Si le bailleur est tenu de réparer et d’entretenir les lieux loués, la société du Bac qui est désormais occupante sans droit ni titre du local et qui ne produit aucun élément sur la fuite invoquée ne démontre aucunement que l’intimé serait incontestablement tenu d’une obligation de procéder à des travaux de réparation.
Il convient de dire n’y avoir lieu à référé sur cette demande de travaux.
La décision devra être confirmée de ce chef.
Sur l’injonction de communiquer les factures de loyers
L’appelante ne démontre pas que la société du Bac serait tenue de lui remettre des 'factures de loyers’ alors qu’aucune obligation n’impose cette remise, seule la délivrance de quittances étant obligatoire, celle-ci étant néanmoins subordonnée au paiement effectif des loyers, paiement qui n’est pas même invoqué en l’espèce.
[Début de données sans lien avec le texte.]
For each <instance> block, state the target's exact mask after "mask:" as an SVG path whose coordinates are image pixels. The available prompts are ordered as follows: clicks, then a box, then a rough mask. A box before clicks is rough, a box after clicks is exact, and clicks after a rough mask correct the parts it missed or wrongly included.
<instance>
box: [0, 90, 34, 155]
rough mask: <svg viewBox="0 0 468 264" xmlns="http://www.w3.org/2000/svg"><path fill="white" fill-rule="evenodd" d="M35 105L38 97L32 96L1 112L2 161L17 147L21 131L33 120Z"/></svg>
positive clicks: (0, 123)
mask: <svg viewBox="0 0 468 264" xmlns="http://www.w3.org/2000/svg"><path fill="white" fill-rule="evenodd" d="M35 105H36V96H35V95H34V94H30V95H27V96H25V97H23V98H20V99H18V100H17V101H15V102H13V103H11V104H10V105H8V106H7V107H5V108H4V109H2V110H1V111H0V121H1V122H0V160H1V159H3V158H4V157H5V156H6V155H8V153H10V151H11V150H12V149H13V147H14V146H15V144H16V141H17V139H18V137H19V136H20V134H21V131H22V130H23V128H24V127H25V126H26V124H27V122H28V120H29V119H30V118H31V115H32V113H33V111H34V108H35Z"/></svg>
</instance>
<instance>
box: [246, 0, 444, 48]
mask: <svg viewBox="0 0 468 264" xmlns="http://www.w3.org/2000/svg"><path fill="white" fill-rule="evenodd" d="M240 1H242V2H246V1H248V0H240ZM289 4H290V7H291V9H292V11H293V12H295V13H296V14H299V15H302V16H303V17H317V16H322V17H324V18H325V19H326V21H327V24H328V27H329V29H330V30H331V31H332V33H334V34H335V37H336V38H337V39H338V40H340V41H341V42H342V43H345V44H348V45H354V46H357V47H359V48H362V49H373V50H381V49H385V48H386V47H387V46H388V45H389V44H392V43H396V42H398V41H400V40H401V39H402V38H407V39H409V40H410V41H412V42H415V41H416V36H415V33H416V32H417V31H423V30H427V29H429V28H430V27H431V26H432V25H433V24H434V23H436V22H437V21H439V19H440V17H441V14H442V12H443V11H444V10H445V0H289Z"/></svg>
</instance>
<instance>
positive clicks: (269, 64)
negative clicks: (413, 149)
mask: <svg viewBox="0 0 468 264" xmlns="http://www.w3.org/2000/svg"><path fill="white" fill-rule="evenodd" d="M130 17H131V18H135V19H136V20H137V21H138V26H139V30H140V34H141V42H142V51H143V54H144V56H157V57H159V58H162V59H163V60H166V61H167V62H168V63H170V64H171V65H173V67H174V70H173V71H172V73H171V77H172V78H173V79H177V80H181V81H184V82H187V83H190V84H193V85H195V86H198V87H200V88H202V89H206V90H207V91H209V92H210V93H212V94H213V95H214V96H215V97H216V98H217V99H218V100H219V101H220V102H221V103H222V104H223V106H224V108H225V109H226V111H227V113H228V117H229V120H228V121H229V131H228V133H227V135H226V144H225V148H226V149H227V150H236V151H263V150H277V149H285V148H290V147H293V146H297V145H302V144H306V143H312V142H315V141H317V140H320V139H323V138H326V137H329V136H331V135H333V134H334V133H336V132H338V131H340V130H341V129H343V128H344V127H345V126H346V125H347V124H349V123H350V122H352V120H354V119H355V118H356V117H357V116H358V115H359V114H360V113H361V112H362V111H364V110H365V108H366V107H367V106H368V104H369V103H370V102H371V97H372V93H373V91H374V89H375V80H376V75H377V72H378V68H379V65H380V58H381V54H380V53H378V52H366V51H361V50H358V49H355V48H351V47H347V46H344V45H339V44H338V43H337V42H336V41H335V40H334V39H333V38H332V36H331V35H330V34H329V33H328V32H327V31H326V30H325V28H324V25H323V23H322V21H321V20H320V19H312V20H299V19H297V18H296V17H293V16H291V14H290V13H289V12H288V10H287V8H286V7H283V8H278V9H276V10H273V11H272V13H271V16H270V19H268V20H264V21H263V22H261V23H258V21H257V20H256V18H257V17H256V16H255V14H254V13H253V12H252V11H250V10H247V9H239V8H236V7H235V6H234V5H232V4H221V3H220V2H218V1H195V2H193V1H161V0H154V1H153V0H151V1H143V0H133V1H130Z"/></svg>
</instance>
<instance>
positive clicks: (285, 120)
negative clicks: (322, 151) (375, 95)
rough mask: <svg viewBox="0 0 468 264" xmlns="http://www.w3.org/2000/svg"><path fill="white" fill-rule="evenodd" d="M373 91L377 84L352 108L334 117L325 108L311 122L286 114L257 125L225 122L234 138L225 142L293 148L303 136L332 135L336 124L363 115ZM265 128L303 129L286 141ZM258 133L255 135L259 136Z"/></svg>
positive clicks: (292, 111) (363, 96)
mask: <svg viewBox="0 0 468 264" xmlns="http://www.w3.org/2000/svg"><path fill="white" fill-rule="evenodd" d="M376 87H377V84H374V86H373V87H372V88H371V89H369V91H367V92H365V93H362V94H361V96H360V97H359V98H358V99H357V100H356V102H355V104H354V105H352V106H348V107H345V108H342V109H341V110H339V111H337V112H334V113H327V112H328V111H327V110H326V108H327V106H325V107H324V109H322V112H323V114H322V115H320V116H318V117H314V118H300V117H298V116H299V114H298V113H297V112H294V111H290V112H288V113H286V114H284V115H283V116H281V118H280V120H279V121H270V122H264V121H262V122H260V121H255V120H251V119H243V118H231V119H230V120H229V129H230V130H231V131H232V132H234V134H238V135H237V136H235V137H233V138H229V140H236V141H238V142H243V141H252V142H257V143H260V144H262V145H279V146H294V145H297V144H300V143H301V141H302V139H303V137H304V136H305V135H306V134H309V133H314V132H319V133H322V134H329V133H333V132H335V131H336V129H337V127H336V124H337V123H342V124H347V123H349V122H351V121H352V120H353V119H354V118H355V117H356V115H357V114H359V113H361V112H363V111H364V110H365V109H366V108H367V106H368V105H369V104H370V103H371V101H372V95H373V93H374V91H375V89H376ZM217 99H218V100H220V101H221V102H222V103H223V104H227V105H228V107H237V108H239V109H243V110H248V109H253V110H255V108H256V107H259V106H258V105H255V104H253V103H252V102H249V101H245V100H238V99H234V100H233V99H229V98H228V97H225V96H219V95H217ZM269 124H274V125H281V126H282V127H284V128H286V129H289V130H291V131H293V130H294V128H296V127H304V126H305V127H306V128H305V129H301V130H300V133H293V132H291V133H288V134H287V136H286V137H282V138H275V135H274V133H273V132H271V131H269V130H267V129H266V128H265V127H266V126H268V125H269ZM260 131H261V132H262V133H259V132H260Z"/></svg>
Il convient également de dire n’y avoir lieu à référé sur cette demande de communication des factures.
La décision devra être confirmée de ce chef.
Sur les demandes accessoires
La décision sera confirmée sur les dépens et les frais irrépétibles de première instance.
La société du Bac supportera également les dépens de l’appel. Elle sera en outre condamnée au paiement de 3000 euros en application de l’article 700 du code de procédure civile.
PAR CES MOTIFS
Confirme l’ordonnance entreprise sauf en ce qu’elle dit n’y avoir lieu à référé sur la demande provisionnelle et l’infirme de ce chef ;
Statuant à nouveau et y ajoutant,
Condamne la société du Bac à payer à titre provisionnel à M. [Y] la somme de 55 132, 44 euros HT au titre de la dette locative, terme de février 2024 inclus ;
Rappelle que M. [Y] dispose d’ores et déjà d’un titre exécutoire pour les indemnités d’occupation postérieures ;
Condamne la société du Bac aux dépens de l’appel ;
Condamne la société du Bac à payer à M. [Y] la somme de 3 000 euros au titre des frais irrépétibles.